The US is going down the same path as the UK, which was the first G20 country to make it mandatory for the country’s largest businesses to disclose their climate-related risks in line with TCFD recommendations. Disclosure is being enforced in the UK via new TCFD-style legislation to ensure the British government’s Net Zero Strategy is met.
Timing of the final US disclosure rules is unclear but you’d imagine it’ll be soon, since the agency put out a call for comment almost a year ago with an initial reply deadline of May 20 2022. It looks like the deadline was extended to November 2022. The SEC must be still working its way through the responses. Anecdotal evidence suggests there was a lot of push back.
CFTC
On a parallel track, the US derivatives regulator, the Commodity Futures Trading Commission, also pushed back the comment deadline on its Request for Information on Climate-Related Financial Risk, incidentally, from August to October 2022. The CFTC is trying to get a handle on how climate-related financial risk affects the commodities and derivatives markets. The agency is presumably also working its way through responses.

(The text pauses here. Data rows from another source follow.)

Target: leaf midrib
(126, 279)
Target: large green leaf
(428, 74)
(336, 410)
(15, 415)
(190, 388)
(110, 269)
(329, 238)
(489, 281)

Other notable developments
Two other things I quickly wanted to alert you to. The first seems to be a BIG deal, judging by the amount of comment it’s received and that’s the US Supreme Court’s majority ruling (West Virginia et al v. Environmental Protection Agency et el) last year. The Court ruled that agency’s assertive actions under the Obama-era Clean Power Plan to force utilities to switch from coal-fired electricity generation to electricity from clean and renewable sources were beyond the EPA’s regulatory mandate. The legal and political implications are a little let’s say byzantine. But a lot of commentary says it will hamper the Biden administration’s room for manoeuvre in furthering its climate-change-abatement agenda.
And one for the road: a final version of the Fifth National Climate Assessment (NCA5) report, which analyses the impacts of global climate change in the US, is due out late this year. The 12-week public comment draft passed its comment deadline on January 27 2023. Let’s see what comes out of that and whether it spurs more urgent calls to US climate action.